Votre rapporteur général estime parfaitement justifiée la volonté du gouvernement de récupérer pour le budget de l'Etat des disponibilités excédentaires qui constituent une trésorerie dormante.

Toutefois, les arguments présentés en séance à l'Assemblée nationale concernant la qualification de deniers publics des cotisations n'ont pas totalement convaincu votre rapporteur général qui a souhaité disposer d'éléments juridiques incontestables qui puissent faire l'objet d'une analyse impartiale.
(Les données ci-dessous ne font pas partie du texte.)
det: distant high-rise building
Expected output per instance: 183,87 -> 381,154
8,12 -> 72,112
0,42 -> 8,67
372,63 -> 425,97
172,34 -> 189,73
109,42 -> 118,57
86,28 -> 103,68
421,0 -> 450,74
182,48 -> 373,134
Il a donc demandé, notamment, que lui soit transmise la convention conclue en 1993 par l'Etat et la société de gestion du FGAS ce qui n'a pas été fait avant la réunion de la commission.

Décision de la commission : votre commission a décidé de réserver sa position sur cet article.

* 154 Loi n° 92-1376 du 30 décembre 1992 codifiée à L'article L. 312-1 du code de la construction et de l'habitation.

* 155 Rapport général n° 87 tome III annexe 21 sur le projet de loi de finances pour 2002.

* 156 Adopté par celle-ci contre l'avis de son rapporteur général.

* 157 Ce que, bien sûr,  « ils regrettent vivement, cette procédure ayant permis d'accorder 70.000 prêts par an à des ménages modestes ».